(June 8, 2025)Thoughts on Theft and Unlawful Use of Copyrighted Content

Executive Summary: The problem with data scraping is not limited to well-known commercial works.

The Recent Data-scraping Kerfuffle

There has been a great amount of discussion recently about AI developers scraping copyrighted material from websites and the like and using the material to train their AI. The scraped material is not limited to textual content. One recent kerfuffle was caused by AI being used to convert user-submitted photos to images in the style of the well-known Ghibli anime studio in Japan. Other complaints involve scraping of the voices of performers or narrators.

Some people in the AI business have said that prohibiting AI from learning from copyrighted material would be a death sentence for AI. I would not mourn that death, but that is my personal view.

Perhaps more importantly, however, is that all the focus on well-known copyrighted works tends to obscure the reality that just about everything uploaded to cyberspace has a copyright that is held by someone. It's not just the works of famous authors or images and movies that are commercially produced. It's almost everything written or created and uploaded into cyberspace, including the huge amounts of material that have been uploaded unlawfully by someone neither holding the copyright nor having permission to do so.

Copyright happens instantly.

Although in some jurisdictions works need to be registered in order to bring civil litigation for infringement, most everything in cyberspace has a copyright holder, and a copyright notice is generally considered sufficient to at least indicate the intent of the rightsholder to assert their rights. The establishment of copyright does not generally require registration. It comes into being the moment a work is committed to a tangible form, and that includes online content.

People appear to have become accustomed to—and by their silence, permissive of—theft and unlawful publishing of copyrighted material in cyberspace, and in particular on social media platforms. Perhaps this has made the general public more willing to accept or be resigned to the next step, which theft of content for use in AI training.

An underlying aspect of this theft is the purposeful confusion between public and public domain. Uploading something to a website or a social media platform makes it public, but does not place it in the public domain, which is something quite different. As someone who has twice had a considerable amount of their company webpage content stolen and unlawfully published by thieves in China, this is of personal concern to me.

Is there a way to protect your content?

So, what about protecting content from scraping? When I searched around for methods to do that recently, I found some protective strategies. However, I also found a lot of—perhaps even more—tutorials about strategies for defeating those protective strategies. Essentially, there were people telling others how to scrape websites without being detected or blocked.

It could be that the only ultimate solution might be not to publish anything in cyberspace publicly that you don't want stolen and unlawfully used. I am considering doing that with some of the things I write.
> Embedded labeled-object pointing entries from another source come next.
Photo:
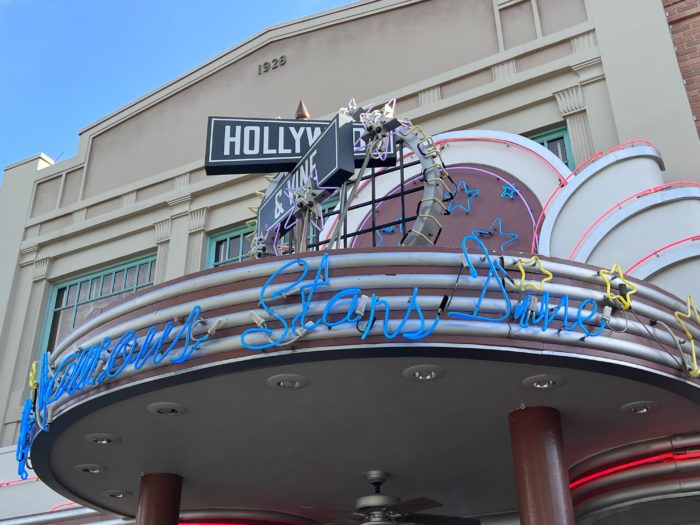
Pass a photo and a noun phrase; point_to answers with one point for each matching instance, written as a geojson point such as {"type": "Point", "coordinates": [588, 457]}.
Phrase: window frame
{"type": "Point", "coordinates": [237, 231]}
{"type": "Point", "coordinates": [89, 277]}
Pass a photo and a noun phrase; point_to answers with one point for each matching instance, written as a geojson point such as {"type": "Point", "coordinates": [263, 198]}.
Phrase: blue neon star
{"type": "Point", "coordinates": [509, 191]}
{"type": "Point", "coordinates": [471, 194]}
{"type": "Point", "coordinates": [489, 232]}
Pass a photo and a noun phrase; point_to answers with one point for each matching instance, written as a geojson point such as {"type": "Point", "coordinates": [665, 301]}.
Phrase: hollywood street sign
{"type": "Point", "coordinates": [254, 145]}
{"type": "Point", "coordinates": [330, 161]}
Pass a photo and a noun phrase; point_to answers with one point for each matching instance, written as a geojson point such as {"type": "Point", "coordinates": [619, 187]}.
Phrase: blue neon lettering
{"type": "Point", "coordinates": [78, 370]}
{"type": "Point", "coordinates": [263, 303]}
{"type": "Point", "coordinates": [24, 442]}
{"type": "Point", "coordinates": [380, 309]}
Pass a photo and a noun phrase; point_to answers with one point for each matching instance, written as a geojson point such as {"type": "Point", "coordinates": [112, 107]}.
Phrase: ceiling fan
{"type": "Point", "coordinates": [383, 509]}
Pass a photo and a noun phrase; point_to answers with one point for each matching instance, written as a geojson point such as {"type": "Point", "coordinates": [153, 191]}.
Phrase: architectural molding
{"type": "Point", "coordinates": [128, 199]}
{"type": "Point", "coordinates": [161, 260]}
{"type": "Point", "coordinates": [181, 181]}
{"type": "Point", "coordinates": [589, 71]}
{"type": "Point", "coordinates": [573, 108]}
{"type": "Point", "coordinates": [41, 267]}
{"type": "Point", "coordinates": [580, 136]}
{"type": "Point", "coordinates": [583, 42]}
{"type": "Point", "coordinates": [429, 96]}
{"type": "Point", "coordinates": [570, 100]}
{"type": "Point", "coordinates": [31, 231]}
{"type": "Point", "coordinates": [163, 230]}
{"type": "Point", "coordinates": [79, 216]}
{"type": "Point", "coordinates": [27, 255]}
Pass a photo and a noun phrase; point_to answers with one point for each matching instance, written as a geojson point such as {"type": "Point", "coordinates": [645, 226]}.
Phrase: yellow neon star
{"type": "Point", "coordinates": [523, 284]}
{"type": "Point", "coordinates": [625, 300]}
{"type": "Point", "coordinates": [692, 310]}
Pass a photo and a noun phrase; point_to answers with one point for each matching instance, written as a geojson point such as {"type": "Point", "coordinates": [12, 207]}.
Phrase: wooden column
{"type": "Point", "coordinates": [541, 476]}
{"type": "Point", "coordinates": [159, 499]}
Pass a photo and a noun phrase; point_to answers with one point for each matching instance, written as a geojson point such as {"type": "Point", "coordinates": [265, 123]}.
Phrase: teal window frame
{"type": "Point", "coordinates": [237, 232]}
{"type": "Point", "coordinates": [242, 231]}
{"type": "Point", "coordinates": [94, 293]}
{"type": "Point", "coordinates": [560, 133]}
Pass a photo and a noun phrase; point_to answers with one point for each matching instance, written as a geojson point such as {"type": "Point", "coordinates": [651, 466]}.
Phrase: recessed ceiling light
{"type": "Point", "coordinates": [288, 381]}
{"type": "Point", "coordinates": [166, 408]}
{"type": "Point", "coordinates": [91, 468]}
{"type": "Point", "coordinates": [639, 407]}
{"type": "Point", "coordinates": [424, 372]}
{"type": "Point", "coordinates": [102, 439]}
{"type": "Point", "coordinates": [117, 494]}
{"type": "Point", "coordinates": [544, 381]}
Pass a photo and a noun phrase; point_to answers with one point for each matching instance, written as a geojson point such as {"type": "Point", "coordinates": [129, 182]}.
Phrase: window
{"type": "Point", "coordinates": [557, 141]}
{"type": "Point", "coordinates": [74, 301]}
{"type": "Point", "coordinates": [229, 247]}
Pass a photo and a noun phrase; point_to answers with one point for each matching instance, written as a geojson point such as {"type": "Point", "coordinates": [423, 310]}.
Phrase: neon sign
{"type": "Point", "coordinates": [99, 363]}
{"type": "Point", "coordinates": [352, 305]}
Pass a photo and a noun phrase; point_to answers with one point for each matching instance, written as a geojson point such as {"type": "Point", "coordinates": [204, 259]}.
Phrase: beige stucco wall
{"type": "Point", "coordinates": [137, 185]}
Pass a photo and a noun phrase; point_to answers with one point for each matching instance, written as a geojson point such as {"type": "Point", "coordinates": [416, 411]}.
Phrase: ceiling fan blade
{"type": "Point", "coordinates": [435, 519]}
{"type": "Point", "coordinates": [414, 505]}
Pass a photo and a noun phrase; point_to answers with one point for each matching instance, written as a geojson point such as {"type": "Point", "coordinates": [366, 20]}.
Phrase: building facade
{"type": "Point", "coordinates": [587, 110]}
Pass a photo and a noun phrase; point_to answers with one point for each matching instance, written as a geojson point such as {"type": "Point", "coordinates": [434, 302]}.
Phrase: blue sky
{"type": "Point", "coordinates": [66, 63]}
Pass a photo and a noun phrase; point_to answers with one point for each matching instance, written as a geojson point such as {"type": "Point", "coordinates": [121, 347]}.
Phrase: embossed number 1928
{"type": "Point", "coordinates": [272, 64]}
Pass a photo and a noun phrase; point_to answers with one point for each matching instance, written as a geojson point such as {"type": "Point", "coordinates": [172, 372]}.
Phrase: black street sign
{"type": "Point", "coordinates": [254, 145]}
{"type": "Point", "coordinates": [330, 161]}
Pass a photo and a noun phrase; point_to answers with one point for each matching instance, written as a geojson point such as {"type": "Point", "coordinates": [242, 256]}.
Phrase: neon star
{"type": "Point", "coordinates": [489, 232]}
{"type": "Point", "coordinates": [523, 284]}
{"type": "Point", "coordinates": [509, 191]}
{"type": "Point", "coordinates": [471, 194]}
{"type": "Point", "coordinates": [625, 300]}
{"type": "Point", "coordinates": [692, 311]}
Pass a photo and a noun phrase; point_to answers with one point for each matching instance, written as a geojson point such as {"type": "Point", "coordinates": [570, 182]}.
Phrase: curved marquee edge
{"type": "Point", "coordinates": [560, 200]}
{"type": "Point", "coordinates": [638, 206]}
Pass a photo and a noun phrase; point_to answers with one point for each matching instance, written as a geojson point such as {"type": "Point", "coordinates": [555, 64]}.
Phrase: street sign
{"type": "Point", "coordinates": [254, 145]}
{"type": "Point", "coordinates": [330, 161]}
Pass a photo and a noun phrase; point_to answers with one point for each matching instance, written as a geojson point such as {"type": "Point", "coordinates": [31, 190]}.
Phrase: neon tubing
{"type": "Point", "coordinates": [663, 248]}
{"type": "Point", "coordinates": [631, 464]}
{"type": "Point", "coordinates": [648, 191]}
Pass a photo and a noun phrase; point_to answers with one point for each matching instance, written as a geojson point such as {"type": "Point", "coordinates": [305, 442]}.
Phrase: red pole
{"type": "Point", "coordinates": [159, 499]}
{"type": "Point", "coordinates": [541, 476]}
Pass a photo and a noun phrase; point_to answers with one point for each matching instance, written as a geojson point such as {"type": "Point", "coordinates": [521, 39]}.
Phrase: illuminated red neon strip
{"type": "Point", "coordinates": [17, 481]}
{"type": "Point", "coordinates": [612, 208]}
{"type": "Point", "coordinates": [589, 160]}
{"type": "Point", "coordinates": [663, 248]}
{"type": "Point", "coordinates": [631, 143]}
{"type": "Point", "coordinates": [626, 466]}
{"type": "Point", "coordinates": [62, 505]}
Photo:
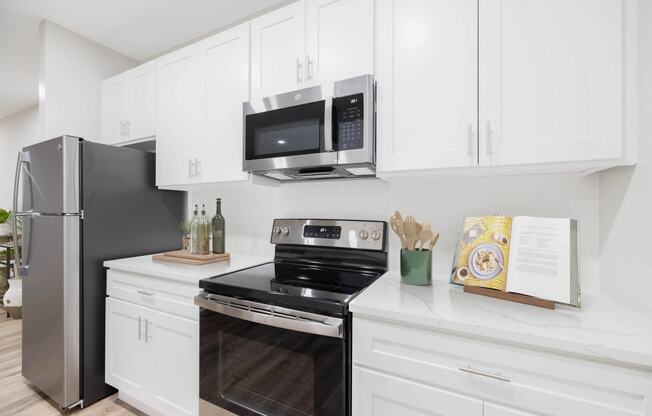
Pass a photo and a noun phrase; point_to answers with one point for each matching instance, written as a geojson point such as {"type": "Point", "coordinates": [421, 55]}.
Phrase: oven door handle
{"type": "Point", "coordinates": [273, 316]}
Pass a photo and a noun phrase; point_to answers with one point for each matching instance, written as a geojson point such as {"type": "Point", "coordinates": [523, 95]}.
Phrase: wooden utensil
{"type": "Point", "coordinates": [411, 229]}
{"type": "Point", "coordinates": [396, 222]}
{"type": "Point", "coordinates": [425, 235]}
{"type": "Point", "coordinates": [433, 241]}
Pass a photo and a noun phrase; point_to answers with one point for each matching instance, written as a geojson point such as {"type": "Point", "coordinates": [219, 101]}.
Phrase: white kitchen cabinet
{"type": "Point", "coordinates": [376, 394]}
{"type": "Point", "coordinates": [339, 39]}
{"type": "Point", "coordinates": [174, 350]}
{"type": "Point", "coordinates": [126, 359]}
{"type": "Point", "coordinates": [278, 47]}
{"type": "Point", "coordinates": [551, 81]}
{"type": "Point", "coordinates": [129, 105]}
{"type": "Point", "coordinates": [226, 56]}
{"type": "Point", "coordinates": [500, 83]}
{"type": "Point", "coordinates": [180, 98]}
{"type": "Point", "coordinates": [152, 357]}
{"type": "Point", "coordinates": [427, 84]}
{"type": "Point", "coordinates": [396, 362]}
{"type": "Point", "coordinates": [311, 42]}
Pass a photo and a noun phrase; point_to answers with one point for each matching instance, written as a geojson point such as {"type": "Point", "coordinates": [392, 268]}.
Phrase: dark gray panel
{"type": "Point", "coordinates": [124, 216]}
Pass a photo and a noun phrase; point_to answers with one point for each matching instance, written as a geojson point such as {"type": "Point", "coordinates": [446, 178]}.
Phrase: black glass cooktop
{"type": "Point", "coordinates": [305, 287]}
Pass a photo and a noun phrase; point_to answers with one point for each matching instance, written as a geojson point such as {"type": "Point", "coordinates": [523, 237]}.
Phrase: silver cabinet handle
{"type": "Point", "coordinates": [310, 67]}
{"type": "Point", "coordinates": [471, 146]}
{"type": "Point", "coordinates": [470, 370]}
{"type": "Point", "coordinates": [488, 144]}
{"type": "Point", "coordinates": [271, 315]}
{"type": "Point", "coordinates": [328, 124]}
{"type": "Point", "coordinates": [299, 72]}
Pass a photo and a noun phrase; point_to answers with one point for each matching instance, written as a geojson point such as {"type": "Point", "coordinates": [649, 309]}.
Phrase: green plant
{"type": "Point", "coordinates": [4, 215]}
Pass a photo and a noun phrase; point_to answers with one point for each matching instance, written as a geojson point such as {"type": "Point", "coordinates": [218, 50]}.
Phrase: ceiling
{"type": "Point", "coordinates": [139, 29]}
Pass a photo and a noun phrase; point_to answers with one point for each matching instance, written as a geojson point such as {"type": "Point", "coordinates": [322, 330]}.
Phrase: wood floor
{"type": "Point", "coordinates": [18, 398]}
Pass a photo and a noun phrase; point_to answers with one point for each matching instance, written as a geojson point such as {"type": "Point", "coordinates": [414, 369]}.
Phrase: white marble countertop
{"type": "Point", "coordinates": [184, 272]}
{"type": "Point", "coordinates": [603, 329]}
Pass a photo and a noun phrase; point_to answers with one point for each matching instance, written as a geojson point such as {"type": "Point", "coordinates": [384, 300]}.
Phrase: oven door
{"type": "Point", "coordinates": [258, 359]}
{"type": "Point", "coordinates": [292, 130]}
If you want to learn what someone has written, thinks, or creates, you might ultimately need to ask them for the related content or to obtain a password that allows access. That arguably defeats the spirit of the Internet as originally envisioned, and the increasingly serious proliferation of unlawfully published or used material looks like it is taking the Internet in a direction surely not envisioned by its creators.

Notice

Because we have our innate ability to think and reason and our acquired ability to write, the above was written by a sentient, carbon-based entity, without the participation or involvement of AI in any manner.